In today’s economic climate, one great way to increase your wealth that is often overlooked is investing in property tax liens. This type of investment excellent rates of return, although they can sometimes carry a great deal of risk. Before you start investing in tax liens, you need to know the rules as well as the potential hazards that are involved with it. Here are a few basics to get you started.
What is a Tax Lien?
A lien is a legal claim against a property that occurs when the property owner does not pay the taxes that are owed on it. The lien is equivalent to the amount of taxes that are owed. If a property has a lien on it, it cannot be sold or refinanced until the taxes are paid. Tax liens can be bought at auctions just like physical properties can. When someone purchases a tax lien on a property, the local government benefits because it recoups the taxes that are owed on the property.
How to Invest in Tax Liens
The process of investing in liens is fairly simple. They are made available to the public through the following process:
- The lien is issued
- A tax lien certificate that specifies the tax amount that is owed is created by the municipality where the property is located. It also includes any interest that has accrued.
- The certificates are auctioned off and issued to the highest bidder.
How Expensive are Tax Liens?
There is no exact amount that a tax lien costs, as it depends on the number of bidders there are for it and how high any of the bidders are willing to go. Also, the size of the property can dictate how much the lien will go for at auction. Small properties can often be won at auction for as little as a few hundred dollars. Larger properties can cost much more.
What Types of Properties can you Purchase the Tax Liens of?
Any property that has a tax lien on it can have the lien purchased by an investor. Some of the most common types of properties that fall into this category include:
- Undeveloped land
- Properties that need improvements.
Where are Tax Lien Auctions Held?
Tax lien auctions are held both in physical locations and online. Whichever type of auction you choose, you can bid down on the interest rate or bid up on the amount you are willing to pay for it. You can expect to get into bidding wars with other prospective investors and that will drive down the rate of return the winner can expect to get.

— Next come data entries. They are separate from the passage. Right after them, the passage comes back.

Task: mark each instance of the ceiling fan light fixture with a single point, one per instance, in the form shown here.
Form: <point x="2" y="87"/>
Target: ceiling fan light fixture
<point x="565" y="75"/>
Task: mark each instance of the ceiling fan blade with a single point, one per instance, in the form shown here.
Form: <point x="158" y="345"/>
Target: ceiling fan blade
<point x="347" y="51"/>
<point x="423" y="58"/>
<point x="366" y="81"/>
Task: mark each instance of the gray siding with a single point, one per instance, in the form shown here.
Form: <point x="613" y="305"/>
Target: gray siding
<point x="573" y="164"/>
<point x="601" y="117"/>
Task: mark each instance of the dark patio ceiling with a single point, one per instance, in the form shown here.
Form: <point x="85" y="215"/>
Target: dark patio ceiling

Getting Started on Investing in Tax Liens
To get started investing in tax liens, you first need to decide what type of property you want to hold a lien on. There are advantages and disadvantages to each type of property, so it is simply a matter of personal preference. When you decide which type of property is best for you, you can contact your local municipality to find out when the next auction is being held. You can also get a list of available properties from your local treasurer’s office. The treasurer’s office will also give you a list of rules for how the auction will be conducted.
Do Your Research
A crucial step in purchasing a tax lien as an investment is performing some research on the property. In many cases, the value of the property is less than the amount of the lien. In these instances, it may not be a wise investment for you.
Realizing Profit From the Lien
If you purchase a property tax lien, you will be expected to pay the full amount of the lien (including interest and penalties) to the municipality that issued it. The property owner must then pay you the the entire amount of the lien plus interest. A repayment schedule can be arranged so the amount can be paid off over time. The schedules can be set up anywhere from six months to three years. If the property owner cannot pay the amount in full by the deadline, you have the right to foreclose on the property.
Disadvantages of Investing in Tax Liens
Although a property lien can yield a significant amount of interest for you, they have some pitfalls that you need to be wary of. Investing in tax liens can be tricky and are not a great choice for novice investors or anyone who does not have a strong base of knowledge in real estate. It is also important that you are familiar with the property you are bidding on. There are often good reasons why a particular property might not be a good investment, such as close proximity to a dilapidated neighborhood. Further, once you take ownership of a tax lien, you must take on some responsibilities that go along with it. You will be required to notify the owner of the property in writing that you are the new holder of the lien and then follow up with a second letter if payments have not been made in full at the designated time. Tax liens do not last in perpetuity. Once the expiration date comes, you will no longer be able to collect any unpaid balances that are owed.